Monday, June 4, 2012


Pope John XXIII who dared open the doors and windows of the church he loved to the contemporary world

My church has blessed me bountifully.  I’ve grown up with the grace of reciting Latin at mass as an altar boy.  The first 12 years of my education I was well taught by the nuns, Dominicans and IHMs. Then there was the inspiration of Spanish-speaking activist-for-the-poor priests commissioned by the Detroit diocese at the time of Vatican II, to renew the face of the church, making it open to brothers and sisters all. 

Archbishop Romero - Martyr - El Salvador

We have begun to move away from Blessed Pope John the XXIII’s {feast day yesterday} humble opening of the church’s windows and doors out to embrace God’s living presence in the people’s of the world's gentle breeze from all four corners.  “Pacem en Terris” – the way of salvation is open to all, and depends on the haves embracing the have-nots in common dignity, mercy and justice—following Jesus’ mandate to do something personal and direct for the least among us—as equals.  From the “preferential option for the poor,” our church begins to follow society’s contrary mandate—“The Lord helps them who help themselves.”  Inequality enshrined.  Darwinian spirituality.
 certain meanness ensues.  In a parish bulletin column entitled Formation of Conscience, an area Catholic church {not Holy Trinity} reprinted an article, Illinois Bishop: Obama 'intent on following a similar path' as Hitler, Stalin.  Our first black president is painted as in the company of recent history's most diabolical leaders.   I've been interested in politics since Eisenhower,  and never heard such calumny of any previous president in my Catholic church.
We find ourselves in league with powerful politicians like Paul Ryan * who claim to represent our faith by working against Obamacare and some of its morally problematic mandates, while pushing federal budget measures that further impoverish the disadvantaged, yet ask no sacrifice from the wealthy.  [And as for Obamacare, it does cover the poor as never before, and does not cover surgical abortions as do all the other major private health insurance companies most of us are insured by.]**  The temple of Wall Street replaces the temple of the Holy Spirit mercifully alive in each one of us, and our living Holy Trinity [feast also celebrated yesterday].

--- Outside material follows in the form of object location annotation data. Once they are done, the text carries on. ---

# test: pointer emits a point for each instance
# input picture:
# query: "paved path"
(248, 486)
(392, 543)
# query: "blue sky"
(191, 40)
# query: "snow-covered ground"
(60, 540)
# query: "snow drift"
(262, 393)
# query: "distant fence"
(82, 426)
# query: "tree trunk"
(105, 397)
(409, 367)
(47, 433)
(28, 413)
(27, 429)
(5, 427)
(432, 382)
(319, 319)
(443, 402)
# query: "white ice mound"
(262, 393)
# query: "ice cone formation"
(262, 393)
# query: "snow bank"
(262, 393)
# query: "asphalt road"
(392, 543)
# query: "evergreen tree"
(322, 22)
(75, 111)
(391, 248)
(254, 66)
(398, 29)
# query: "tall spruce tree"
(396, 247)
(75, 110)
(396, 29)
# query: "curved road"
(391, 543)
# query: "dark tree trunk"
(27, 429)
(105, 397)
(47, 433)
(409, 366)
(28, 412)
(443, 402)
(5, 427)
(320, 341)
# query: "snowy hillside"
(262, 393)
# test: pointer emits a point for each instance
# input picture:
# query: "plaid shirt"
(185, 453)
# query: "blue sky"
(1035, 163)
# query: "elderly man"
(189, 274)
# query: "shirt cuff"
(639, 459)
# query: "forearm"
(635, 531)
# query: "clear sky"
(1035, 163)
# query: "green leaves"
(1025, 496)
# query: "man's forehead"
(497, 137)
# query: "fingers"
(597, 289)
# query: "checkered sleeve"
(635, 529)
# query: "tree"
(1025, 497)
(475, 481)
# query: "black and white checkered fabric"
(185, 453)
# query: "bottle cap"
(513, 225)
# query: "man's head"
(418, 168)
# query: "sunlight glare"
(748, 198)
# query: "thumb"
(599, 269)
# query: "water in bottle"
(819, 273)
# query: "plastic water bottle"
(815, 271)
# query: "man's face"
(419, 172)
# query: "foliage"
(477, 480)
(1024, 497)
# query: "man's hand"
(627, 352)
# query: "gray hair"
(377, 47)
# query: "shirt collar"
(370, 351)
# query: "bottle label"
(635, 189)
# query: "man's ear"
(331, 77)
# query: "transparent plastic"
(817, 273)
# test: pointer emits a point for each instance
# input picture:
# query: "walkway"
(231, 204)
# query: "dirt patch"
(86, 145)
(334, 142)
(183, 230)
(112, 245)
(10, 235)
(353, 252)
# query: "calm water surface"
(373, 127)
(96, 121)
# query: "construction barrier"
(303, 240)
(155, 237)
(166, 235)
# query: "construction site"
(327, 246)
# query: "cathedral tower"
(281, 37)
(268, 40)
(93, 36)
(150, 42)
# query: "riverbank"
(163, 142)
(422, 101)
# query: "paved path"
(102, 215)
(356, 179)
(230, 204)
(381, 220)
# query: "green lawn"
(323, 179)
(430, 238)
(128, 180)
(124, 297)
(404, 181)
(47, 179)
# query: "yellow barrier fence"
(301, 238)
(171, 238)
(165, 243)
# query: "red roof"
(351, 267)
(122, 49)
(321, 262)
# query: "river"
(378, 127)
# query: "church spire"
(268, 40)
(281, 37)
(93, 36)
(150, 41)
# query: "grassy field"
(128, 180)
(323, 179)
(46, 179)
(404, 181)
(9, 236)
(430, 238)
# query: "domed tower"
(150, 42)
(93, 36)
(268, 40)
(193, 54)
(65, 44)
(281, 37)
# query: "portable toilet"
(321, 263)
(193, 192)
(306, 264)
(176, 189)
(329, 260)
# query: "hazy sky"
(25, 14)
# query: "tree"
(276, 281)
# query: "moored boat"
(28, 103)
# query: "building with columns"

This is My Body.  This is My Blood.  Where is my church?  We’ve come in my lifetime from a time of true devout individual sanctity in the 1950’s, to sharing Eucharist as a Kumbaya community and a cup of water given freely to the needy, on through to the Gospel mature recognition of the just rights and dignity of the poor and least among us.   Now church leadership and many amongst us seem to stumble:  

·         investigating religious women who’ve taken on the challenge of serving all with justice

·         troubling over minute liturgical language changes that still often ignore the female gender

·         erring on the side of male clergy in cases of child abuse, in some measure pressured by the shortage of male clergy vocations

·         ignoring our unjust wars [while continuing to tolerate a never-ending excess of first fruits of our tax dollars to kill reputed terrorists and their families in remote villages, build high our borders, and keep our war machine on top of every aspect of our international interests]

·         supporting those who would balance our national budget on the backs of the poor and middle class while favoring the position of the most wealthy among us

·         pretending that some national leaders respect life more than others while rates of abortion, and war expenditure, proceed unchecked irrespective of political party in charge.

I go to mass often, much more than Sundays, seeking the spiritual nourishment that meeting-becoming one with, the Creator and Savior of the world in Scripture and Eucharist, can give me.  Most of my life, with some lapses, it’s been this way.  I find gentle, merciful faithful people there, from opposing political backgrounds.  Our God brings us together, and commissions us to teach all peoples everything that Jesus has taught us.  Red and blue we worship in the same pew, and this leads often to deepened respect for each other, and deepened understanding of the truly radical call of the Gospel to unconditionally love both friend and enemy.  My church {esp. Holy Trinity parish} is right here, and the world cannot prevail against it--but clever powerful elements will certainly try to divide and conquer.